Prestigious Israeli researcher Dan Shechtman is not only known for winning the 2011 Nobel Prize in Chemistry for his discovery of quasicrystals some 30 years ago. In 1986, he created his pet project, a technological entrepreneurship course at the Technion.
"People call Israel the Start-up Nation because of the country's record 4,000 startups. Yet this course seemed futuristic 30 years ago", explains the now-retired 75-year-old. The course features guest speakers ranging from Israeli entrepreneurs to legal and venture capital experts. 600 students signed up the first year and 10,000 people have now taken the course, making it one of the Technion's most popular offerings.
The Technion is not the only Israeli university to attract entrepreneurs through innovation. Israeli accelerators are on the rise. The pioneer was Tel Aviv's Herzliya Interdisciplinary Center, which launched its Zell Entrepreneurship Program 15 years ago.

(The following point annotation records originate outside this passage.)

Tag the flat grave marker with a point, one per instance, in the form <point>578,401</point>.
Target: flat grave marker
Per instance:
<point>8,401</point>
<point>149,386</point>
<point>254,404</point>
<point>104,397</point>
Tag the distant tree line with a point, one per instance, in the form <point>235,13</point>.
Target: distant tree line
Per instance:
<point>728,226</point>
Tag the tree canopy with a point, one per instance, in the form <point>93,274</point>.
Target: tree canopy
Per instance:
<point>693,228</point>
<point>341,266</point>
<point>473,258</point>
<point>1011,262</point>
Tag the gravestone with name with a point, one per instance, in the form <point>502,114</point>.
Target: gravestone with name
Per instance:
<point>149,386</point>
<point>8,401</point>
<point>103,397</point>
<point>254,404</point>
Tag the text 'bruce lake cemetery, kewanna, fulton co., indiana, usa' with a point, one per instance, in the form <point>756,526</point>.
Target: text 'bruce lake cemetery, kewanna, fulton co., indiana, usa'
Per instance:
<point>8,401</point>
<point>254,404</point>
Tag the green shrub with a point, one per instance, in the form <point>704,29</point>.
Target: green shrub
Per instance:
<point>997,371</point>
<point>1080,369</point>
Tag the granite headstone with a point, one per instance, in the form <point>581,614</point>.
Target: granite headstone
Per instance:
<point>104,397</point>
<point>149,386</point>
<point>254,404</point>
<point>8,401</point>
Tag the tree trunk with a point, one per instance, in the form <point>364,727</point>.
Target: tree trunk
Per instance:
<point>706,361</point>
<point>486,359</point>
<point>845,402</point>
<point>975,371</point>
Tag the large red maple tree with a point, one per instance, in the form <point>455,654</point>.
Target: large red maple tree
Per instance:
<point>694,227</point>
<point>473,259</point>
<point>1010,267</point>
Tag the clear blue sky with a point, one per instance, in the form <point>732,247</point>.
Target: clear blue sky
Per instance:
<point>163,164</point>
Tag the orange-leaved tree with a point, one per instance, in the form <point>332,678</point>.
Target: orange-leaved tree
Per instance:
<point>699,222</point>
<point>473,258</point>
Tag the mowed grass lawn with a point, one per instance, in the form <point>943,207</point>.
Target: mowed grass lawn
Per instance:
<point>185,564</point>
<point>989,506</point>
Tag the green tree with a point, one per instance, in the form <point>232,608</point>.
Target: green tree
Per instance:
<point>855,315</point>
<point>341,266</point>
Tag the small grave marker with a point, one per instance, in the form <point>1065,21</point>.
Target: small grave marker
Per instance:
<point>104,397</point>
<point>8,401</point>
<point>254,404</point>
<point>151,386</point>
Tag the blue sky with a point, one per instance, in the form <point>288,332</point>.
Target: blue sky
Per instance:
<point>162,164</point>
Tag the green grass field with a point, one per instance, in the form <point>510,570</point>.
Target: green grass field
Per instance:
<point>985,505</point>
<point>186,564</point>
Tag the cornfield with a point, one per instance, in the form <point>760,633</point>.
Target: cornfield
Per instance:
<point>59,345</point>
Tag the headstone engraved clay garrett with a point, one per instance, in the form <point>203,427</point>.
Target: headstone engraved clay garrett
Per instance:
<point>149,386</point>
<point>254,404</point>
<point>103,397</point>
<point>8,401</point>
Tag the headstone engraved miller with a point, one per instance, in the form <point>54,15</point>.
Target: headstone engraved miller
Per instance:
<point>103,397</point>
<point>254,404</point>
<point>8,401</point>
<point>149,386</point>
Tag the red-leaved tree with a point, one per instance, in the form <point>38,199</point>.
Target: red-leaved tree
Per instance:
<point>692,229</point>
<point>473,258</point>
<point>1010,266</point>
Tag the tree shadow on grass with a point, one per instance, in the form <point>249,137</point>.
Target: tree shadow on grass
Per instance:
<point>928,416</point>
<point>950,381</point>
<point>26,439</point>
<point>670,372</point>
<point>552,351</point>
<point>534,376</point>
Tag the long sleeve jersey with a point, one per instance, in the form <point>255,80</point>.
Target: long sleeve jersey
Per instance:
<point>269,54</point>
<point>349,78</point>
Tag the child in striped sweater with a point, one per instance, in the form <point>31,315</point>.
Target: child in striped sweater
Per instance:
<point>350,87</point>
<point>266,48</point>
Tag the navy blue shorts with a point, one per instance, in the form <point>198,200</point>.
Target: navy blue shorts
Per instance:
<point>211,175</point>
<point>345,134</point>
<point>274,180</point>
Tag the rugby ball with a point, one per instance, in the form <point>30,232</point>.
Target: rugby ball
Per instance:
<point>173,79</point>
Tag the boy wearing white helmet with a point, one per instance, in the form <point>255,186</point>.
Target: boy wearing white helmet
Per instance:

Every year, Zell offers roughly 20 students, selected from among hundreds of applicants, both entrepreneurial studies and accelerator services. Net heavyweights such as Google, eBay and Conduit have invested over $120 million to purchase Zell student startups. One such example is the personalized widget developer LabPixies, which Google acquired in 2010 for $25 million.
Race up the Rankings
Given Israel's expertise, it is no surprise that the nation's universities have fared well in startup rankings. The University of Tel Aviv placed 9th in the 2015 PitchBook report on the top 50 universities producing venture capital-backed entrepreneurs, making it the only non-American university in the top ten.
According to the report, the University of Tel Aviv graduated 250 entrepreneurs who founded 204 startups and raised $1.75 billion in capital over the last five years. The Technion ranked 20th in the report and the Hebrew University of Jerusalem ranked 39th. These accomplishments are all the more impressive since Israeli schools have far fewer resources than their U.S. counterparts.